For brevity, if $X$ is a tangent vector at some point $p$ of $M$, and if $\gamma$ is a path defined on some neighborhood of $0$ and satisfying $\gamma(0) = p$ and $\gamma'(0) = X$, say $\gamma$ is tangent to $X$.

On a smooth Riemannian manifold $(M, g)$, there is a natural notion of parallel transport (with respect to the metric) of a tangent vector $Y$ along a piecewise-$C^{1}$ path $\gamma$. Qualitatively:

The covariant derivative $D_{X}Y(p)$ measures the failure of $Y$ to agree (near $p$, along a path $\gamma$ tangent to $X$) with the parallel transport of $Y(p)$ along $\gamma$.

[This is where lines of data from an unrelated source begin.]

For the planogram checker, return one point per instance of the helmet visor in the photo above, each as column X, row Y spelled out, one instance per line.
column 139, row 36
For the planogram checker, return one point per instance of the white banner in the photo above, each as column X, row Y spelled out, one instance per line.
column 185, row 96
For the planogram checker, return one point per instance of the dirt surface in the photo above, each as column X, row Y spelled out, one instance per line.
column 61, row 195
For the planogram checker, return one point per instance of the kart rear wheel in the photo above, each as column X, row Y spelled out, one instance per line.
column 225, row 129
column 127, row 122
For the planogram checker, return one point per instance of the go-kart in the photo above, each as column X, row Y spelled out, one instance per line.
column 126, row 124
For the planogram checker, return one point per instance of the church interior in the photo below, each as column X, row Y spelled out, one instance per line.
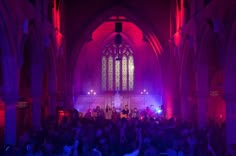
column 158, row 73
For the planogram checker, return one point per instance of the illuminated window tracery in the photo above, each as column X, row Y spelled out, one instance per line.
column 117, row 68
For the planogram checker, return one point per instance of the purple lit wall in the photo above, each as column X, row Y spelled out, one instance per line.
column 87, row 73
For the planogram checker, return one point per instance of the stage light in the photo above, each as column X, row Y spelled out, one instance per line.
column 158, row 110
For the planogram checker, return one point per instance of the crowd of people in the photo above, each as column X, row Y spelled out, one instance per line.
column 96, row 134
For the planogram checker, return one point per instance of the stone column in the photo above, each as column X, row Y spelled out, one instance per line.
column 202, row 94
column 10, row 120
column 230, row 120
column 184, row 98
column 184, row 107
column 10, row 92
column 36, row 93
column 52, row 105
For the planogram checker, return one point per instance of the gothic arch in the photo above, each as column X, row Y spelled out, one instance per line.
column 117, row 10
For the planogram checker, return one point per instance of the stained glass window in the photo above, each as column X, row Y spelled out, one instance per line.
column 117, row 64
column 104, row 73
column 131, row 73
column 117, row 68
column 124, row 73
column 110, row 73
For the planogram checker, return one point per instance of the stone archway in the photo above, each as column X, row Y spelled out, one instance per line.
column 150, row 37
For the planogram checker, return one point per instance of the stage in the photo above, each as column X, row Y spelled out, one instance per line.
column 84, row 102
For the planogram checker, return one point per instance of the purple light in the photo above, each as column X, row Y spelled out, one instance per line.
column 158, row 110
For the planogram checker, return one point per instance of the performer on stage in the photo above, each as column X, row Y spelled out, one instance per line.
column 125, row 112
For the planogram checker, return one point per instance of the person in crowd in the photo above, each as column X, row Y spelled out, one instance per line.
column 125, row 112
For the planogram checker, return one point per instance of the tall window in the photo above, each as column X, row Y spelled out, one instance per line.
column 117, row 68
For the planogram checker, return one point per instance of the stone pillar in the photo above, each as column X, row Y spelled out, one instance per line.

Precisely, if $(\Basis_{j})_{j=1}^{n}$ is a frame at $p$, $X$ is a tangent vector at $p$, and $\gamma$ is tangent to $X$, there is a unique covariant-constant frame $(\Basis_{j})_{j=1}^{n}$ along $\gamma$, and consequently there exist uniquely-defined functions $Y^{j}$ such that
Y = \sum_{j=1}^{n} Y^{j} \Basis_{j}
along $\gamma$. Since $D_{X}\Basis_{j}(p) = 0$, the Leibniz rules gives
D_{X}Y = \sum_{j=1}^{n} dY^{j}(X)\, \Basis_{j}(p)
= \sum_{j=1}^{n} X(Y^{j})\, \Basis_{j}(p),
the vector of derivatives of the components of $Y$ with respect to a covariant-constant frame.

Particularly, $D_{X}Y = 0$ if and only if $X(Y^{j})(p) = 0$ for each $j$, if and only if $Y$ is covariant-constant to first order along $\gamma$ at $p$.